ついに決勝。準決勝で疲れの見えたところで、先発をいじるかも、と思ったが、やはりオーソドックスに大会を通じて出来てきたメンバーで通してきた。しかし、序盤押してきたアメリカにCKとCKに近い位置からのFKから、ほぼ同じような形で続けて2点取られる。準備してきた形なのだろう、単純に高さを利して行こうとしても、体を寄せられて十分な体勢でヘディングには行けないなら、どうするか。人を動かして、マークを引き連れていき空いたスペースに、速いボールを送り込み、マーカーに気づいて追いつく間を与えずにシュートしてしまう。むしろ日本がやりたい形を、上手に前に集まっている選手に引っ掛けずに決められてしまう。2度とも最後についていたのは岩清水選手。最初からアサインされたマーカだったのか、入ってきたので途中からついて行ったのかまではTVではわからなかったが。監督はマークの注意の声が通らなかったということだったが、決勝の観客の前、そこは選手がなんとかできなければ仕方ない。
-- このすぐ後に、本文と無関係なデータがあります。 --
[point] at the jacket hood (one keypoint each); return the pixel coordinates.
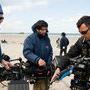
(34, 28)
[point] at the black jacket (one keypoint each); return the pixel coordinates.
(80, 48)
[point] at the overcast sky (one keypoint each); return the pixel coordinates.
(61, 15)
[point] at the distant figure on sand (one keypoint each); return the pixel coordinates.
(4, 41)
(63, 43)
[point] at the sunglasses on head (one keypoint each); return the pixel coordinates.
(85, 32)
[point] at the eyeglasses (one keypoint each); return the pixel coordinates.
(85, 32)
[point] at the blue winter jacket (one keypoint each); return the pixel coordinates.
(36, 48)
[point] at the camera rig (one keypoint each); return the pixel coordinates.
(23, 70)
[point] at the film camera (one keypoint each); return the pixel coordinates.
(80, 67)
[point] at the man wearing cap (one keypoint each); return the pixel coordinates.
(6, 64)
(38, 50)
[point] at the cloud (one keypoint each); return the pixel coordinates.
(22, 5)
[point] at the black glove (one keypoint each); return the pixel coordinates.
(5, 57)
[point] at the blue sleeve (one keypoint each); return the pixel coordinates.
(28, 50)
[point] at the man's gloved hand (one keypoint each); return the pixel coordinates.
(6, 64)
(56, 75)
(5, 57)
(41, 62)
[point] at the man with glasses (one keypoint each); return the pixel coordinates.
(6, 64)
(38, 51)
(80, 48)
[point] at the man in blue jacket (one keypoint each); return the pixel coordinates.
(6, 64)
(63, 43)
(38, 50)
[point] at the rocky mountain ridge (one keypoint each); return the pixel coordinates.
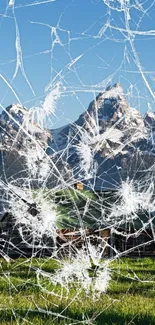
(109, 142)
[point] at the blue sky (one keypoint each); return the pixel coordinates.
(53, 33)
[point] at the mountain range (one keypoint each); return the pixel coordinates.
(109, 143)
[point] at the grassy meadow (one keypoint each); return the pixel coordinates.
(130, 298)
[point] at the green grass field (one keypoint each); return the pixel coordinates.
(130, 298)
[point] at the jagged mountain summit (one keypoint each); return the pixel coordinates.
(108, 143)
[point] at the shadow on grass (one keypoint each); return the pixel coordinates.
(70, 317)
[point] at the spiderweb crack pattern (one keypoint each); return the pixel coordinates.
(109, 148)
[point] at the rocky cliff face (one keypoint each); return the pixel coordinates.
(108, 143)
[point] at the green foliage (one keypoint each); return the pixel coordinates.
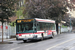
(7, 9)
(53, 9)
(12, 23)
(64, 26)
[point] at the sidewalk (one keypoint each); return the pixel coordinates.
(12, 39)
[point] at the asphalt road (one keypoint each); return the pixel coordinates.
(65, 41)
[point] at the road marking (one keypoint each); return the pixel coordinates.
(29, 44)
(15, 48)
(19, 47)
(59, 44)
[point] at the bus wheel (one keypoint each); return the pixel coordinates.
(24, 41)
(52, 35)
(42, 37)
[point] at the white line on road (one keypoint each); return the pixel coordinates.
(60, 44)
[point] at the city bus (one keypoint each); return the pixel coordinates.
(35, 29)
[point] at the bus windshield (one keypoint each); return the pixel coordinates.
(25, 27)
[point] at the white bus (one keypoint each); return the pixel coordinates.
(34, 29)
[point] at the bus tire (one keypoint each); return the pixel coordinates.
(24, 41)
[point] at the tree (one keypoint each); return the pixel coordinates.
(52, 9)
(6, 10)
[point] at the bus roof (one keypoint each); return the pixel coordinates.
(41, 20)
(44, 20)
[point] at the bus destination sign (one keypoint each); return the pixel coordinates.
(26, 20)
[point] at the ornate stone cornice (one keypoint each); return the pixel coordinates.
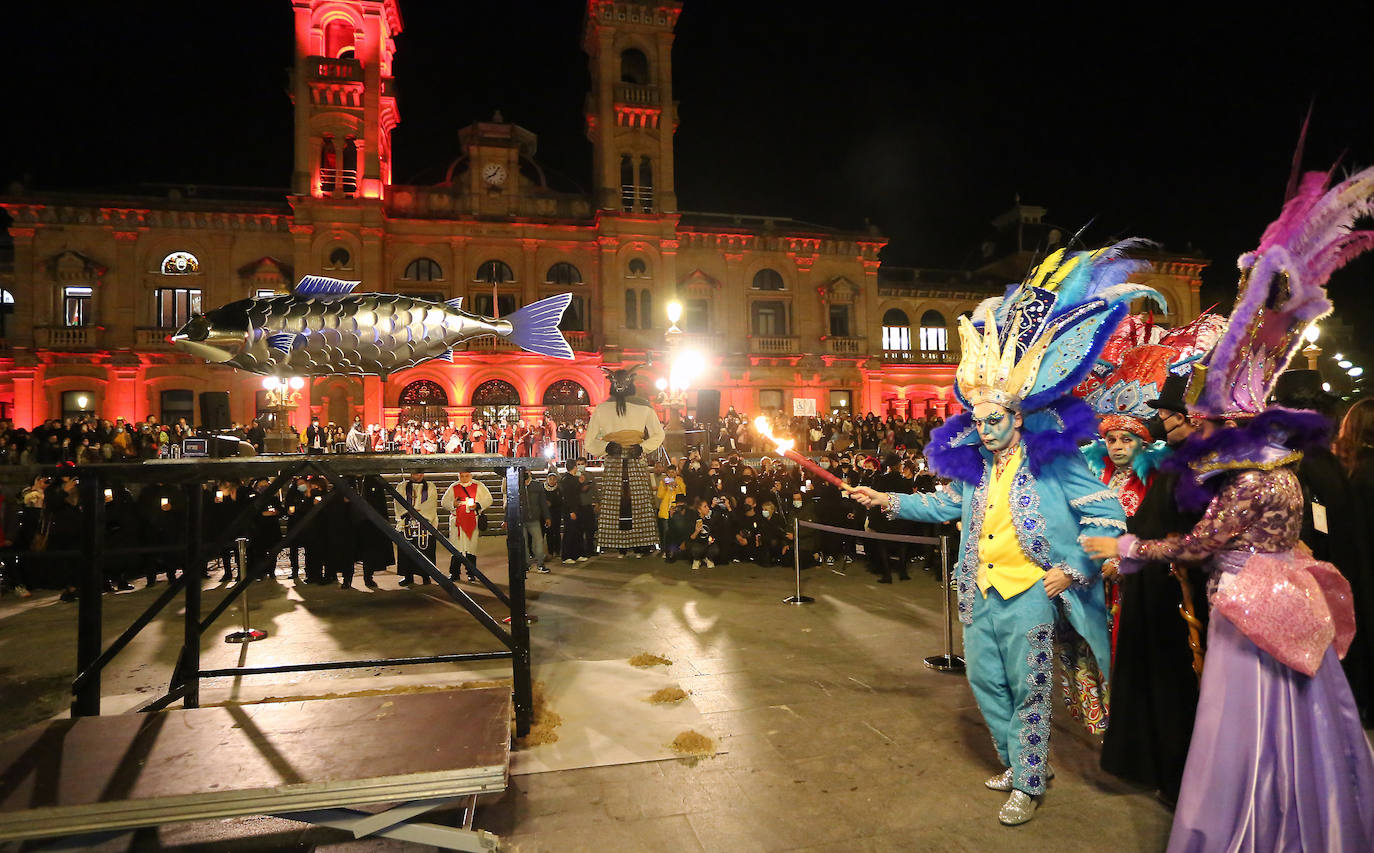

この後、アメリカは安全運転モードに入リ始める。そのために日本がボールを回す場面も出始めたところで、岩清水選手のクリアミス。多分ここで、監督は、失点の責任を感じて平常心でプレーできていないと判断して、交代を準備し始めたのだろう。しかし間も無く、前がかりになりGKも前目にいるところで、超ロングループシュート、GK戻りきれず決められて0−4。ここまで15分ほど。これでアメリカは完全に、これまで1失点の固い守備に重心を置く。26分に1点返し、フォーメーション変更もして攻め込まれた左サイドの守りを固める対応をし(縦を宮間ー鮫島から鮫島ー宇津木)、最初の交代は岩清水OUT 澤IN。落ち着かせるための交代とみられる。経験の少ないCBの控えをここに投入するわけには行かず、ボランチから阪口選手を一列下げる。しかし、この対応までで既に1−4。前線に張る選手を増やしに行く交代を、さらに前半のうちにしてしまう。後半、FKからオウンゴールを誘発し、2−4にすると、勢いを削ぐべく、安全運転だったアメリカが前への圧力をかけてきてあっさり、得点、2−5で再度3点差に。後は勢い付かせる失敗のないように、がっちり守るアメリカを攻め崩せず、完全に力負け。最後には40歳のベテランをピッチに立たせる余裕も見せられて試合終了(しかし、40で代表に入っているのが凄い、澤選手も次まで続ければ、、、なのだが)。
アメリカの立ててきた作戦が見事にはまった、試合になってしまった。まぁアルガルベ杯の時の惨状から、(それ故、この方向性が出たんだろうけど)よくここまで持ってきたと思う。しかし、大きなメンバーの変更が無くても、選手たちが、まだ、体力的に大きく落ちる年齢ではなかったので、”チームの熟成”で済んできたが、そろそろ半分位の選手は、前回W杯のメンバーから変わるくらいの若い世代の台頭がないと厳しいだろう。ここ数年チャンスを与えてきたけれど、なかなか、経験を上回る勢いを出せる選手がいなかったけど、そうも言っていられない。ここから、宮間選手の使い方をどうするかなぁ。守備の場面ではサイズ、スピードでどうしても、ヨーロッパなどの相手の時は弱みになってしまう。攻撃面ではキッカーとして外せない選手として出続けるから、このような大会では疲労を蓄積してしまうし。敏捷性で勝負するFW以外は、小さい選手は難しい。